Diese Antwort ist falsch, da die gesetzlichen Vorgaben in Deutschland oder Amerika eine volkswirtschaftliche Verantwortung einer Bank vorsehen, die regelmäßigen Kontrollen unterliegt. Für Deutschland gilt beispielsweise das auf Europarecht basierende Kreditwesengesetz (KWG). So legt Paragraph 10 dieses Gesetzes fest, dass eine Bank einer gewissen Solvabilität entsprechen muss. Es muss also Eigenkapital vorhanden sein, das einen Grundstock bildet. Hat eine kleine Raiffeisenkasse beispielsweise ein Eigenkapital in Höhe von 10 Millionen Euro, dann könnte ein Kredit über 100 Millionen nicht gegeben werden, weil damit die Anteilsgrenze von 8 Prozent überschritten würde. Also braucht die Bank bei einem solchen Kredit Hilfe von einer anderen Bank oder mehr Fremdkapital.
Der Paragraph 11 des KWG umschreibt die goldene Bankenregel, nach der eine Bank immer so viele Mittel vorhalten muss, dass fällig werdende Kundenansprüche auch bedient werden können. Ähnliche Regelungen gelten überall auf der Welt.
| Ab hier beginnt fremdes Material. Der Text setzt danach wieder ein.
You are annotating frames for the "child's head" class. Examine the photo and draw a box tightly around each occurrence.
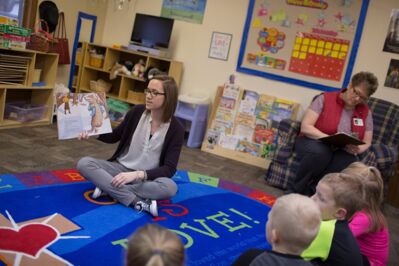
[342,162,385,232]
[266,194,321,255]
[312,173,363,221]
[126,224,184,266]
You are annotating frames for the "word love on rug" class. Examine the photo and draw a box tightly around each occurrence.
[0,169,275,265]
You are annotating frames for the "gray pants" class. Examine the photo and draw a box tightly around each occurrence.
[76,157,177,206]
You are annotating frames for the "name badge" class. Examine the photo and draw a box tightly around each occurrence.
[353,118,364,127]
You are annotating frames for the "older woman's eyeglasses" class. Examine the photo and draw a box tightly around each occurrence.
[144,88,166,97]
[352,87,369,102]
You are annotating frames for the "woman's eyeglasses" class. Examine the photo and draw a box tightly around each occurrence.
[352,87,369,103]
[144,88,166,97]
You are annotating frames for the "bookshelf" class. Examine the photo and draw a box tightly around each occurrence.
[0,48,58,129]
[77,43,183,105]
[201,86,299,169]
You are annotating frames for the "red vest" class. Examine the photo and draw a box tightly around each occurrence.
[315,92,369,139]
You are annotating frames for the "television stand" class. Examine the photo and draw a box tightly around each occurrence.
[127,44,170,58]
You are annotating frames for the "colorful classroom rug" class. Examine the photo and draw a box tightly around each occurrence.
[0,169,274,266]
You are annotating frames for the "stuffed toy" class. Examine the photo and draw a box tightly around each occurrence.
[109,62,131,80]
[132,59,145,78]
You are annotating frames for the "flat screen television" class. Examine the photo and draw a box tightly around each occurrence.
[130,13,174,48]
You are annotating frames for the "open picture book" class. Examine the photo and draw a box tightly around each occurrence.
[56,92,112,139]
[319,132,365,147]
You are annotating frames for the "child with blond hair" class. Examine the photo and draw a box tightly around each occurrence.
[301,173,363,266]
[126,224,185,266]
[233,194,321,266]
[342,162,389,266]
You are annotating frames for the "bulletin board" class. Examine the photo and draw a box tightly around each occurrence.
[237,0,369,91]
[201,84,299,169]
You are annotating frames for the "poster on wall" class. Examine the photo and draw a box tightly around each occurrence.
[161,0,206,24]
[384,59,399,89]
[383,9,399,54]
[237,0,369,91]
[208,31,233,61]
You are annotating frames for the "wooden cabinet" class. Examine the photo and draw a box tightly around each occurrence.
[78,44,183,104]
[0,48,58,128]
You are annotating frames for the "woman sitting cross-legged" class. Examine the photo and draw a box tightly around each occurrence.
[77,75,184,216]
[286,72,378,195]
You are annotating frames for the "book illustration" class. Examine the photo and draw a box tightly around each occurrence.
[219,134,238,150]
[273,98,295,110]
[212,119,233,134]
[255,94,276,119]
[236,113,255,128]
[222,84,240,101]
[236,140,260,157]
[253,124,276,144]
[215,108,233,122]
[56,92,112,139]
[319,132,365,148]
[259,143,277,159]
[219,97,236,110]
[206,130,220,149]
[234,124,254,141]
[268,106,292,122]
[238,90,259,115]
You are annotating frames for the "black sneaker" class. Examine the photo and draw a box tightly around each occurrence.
[91,187,107,199]
[134,199,158,217]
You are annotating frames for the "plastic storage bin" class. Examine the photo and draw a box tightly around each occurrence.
[175,94,209,148]
[5,103,48,123]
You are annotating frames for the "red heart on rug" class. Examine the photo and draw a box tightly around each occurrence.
[0,224,58,257]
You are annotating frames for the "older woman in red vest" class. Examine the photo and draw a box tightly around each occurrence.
[286,72,378,195]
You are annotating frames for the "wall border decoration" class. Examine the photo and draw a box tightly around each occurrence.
[236,0,369,91]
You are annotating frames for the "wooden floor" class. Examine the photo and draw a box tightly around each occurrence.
[0,125,399,266]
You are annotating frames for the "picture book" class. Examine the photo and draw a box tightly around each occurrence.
[319,132,365,147]
[255,94,276,119]
[56,93,112,139]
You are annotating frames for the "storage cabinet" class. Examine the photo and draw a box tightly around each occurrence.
[78,44,183,104]
[0,48,58,128]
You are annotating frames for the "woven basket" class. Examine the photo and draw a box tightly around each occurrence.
[90,79,112,93]
[26,20,51,53]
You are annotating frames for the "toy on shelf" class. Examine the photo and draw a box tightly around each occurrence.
[109,62,132,80]
[132,59,145,78]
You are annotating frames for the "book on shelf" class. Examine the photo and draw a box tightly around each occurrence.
[319,132,365,147]
[56,92,112,139]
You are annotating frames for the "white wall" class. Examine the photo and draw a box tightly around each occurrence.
[98,0,399,116]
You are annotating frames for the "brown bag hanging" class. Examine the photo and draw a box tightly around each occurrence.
[50,12,71,65]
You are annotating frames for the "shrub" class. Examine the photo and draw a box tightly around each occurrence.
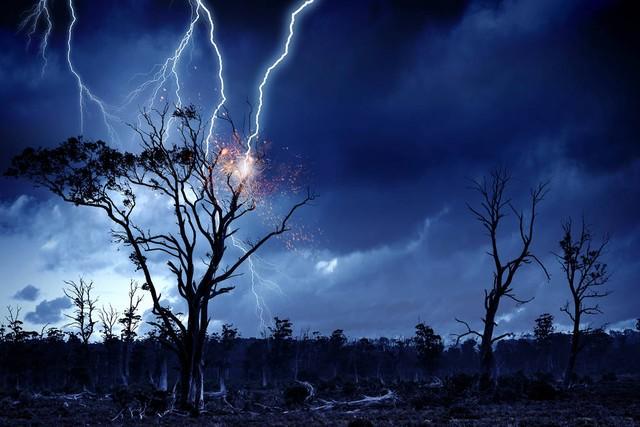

Auch auf die Frage, warum sich der kleine Bankkunde an einem riskanten Darlehen beteiligen sollte, schließlich könnte der Kredit ja durch die Zahlungsunfähigkeit des Kreditnehmers ausfallen, gibt es die passende Antwort: Hier wird behauptet, dass der Vermögensgegenstand nur der Zentralbank „gezeigt“ wird oder nur in das Vermögen der Bank übergeht und der Vermögensgegenstand nicht mit dem Darlehen an den Dritten verknüpft wird. Die Bonität der Bank und nicht die Bonität des Kreditkunden sei entscheidend, weil der Bankkunde nicht das Kreditausfallrisiko trage.
Die Antwort ist falsch: die Bank beteiligt einen Vertragspartner nur dann an einem Ertrag, wenn er auch ein Risiko trägt.
Oft stellt sich dem auf diese Anlageform hingewiesenen Opfer auch die Frage, warum der kleine Bankkunde an dem lukrativen Geschäft beteiligt werden sollte? Hier wird von den Betrügern teilweise behauptet, dass die Währungsbank oder Zentralbank aus religiösen oder politischen Gründen den Kunden fördern würde.
Die Antwort ist im Wesentlichen falsch, weil Staaten keine individuelle Wirtschaftsentwicklung über ihre Zentralbanken betreiben.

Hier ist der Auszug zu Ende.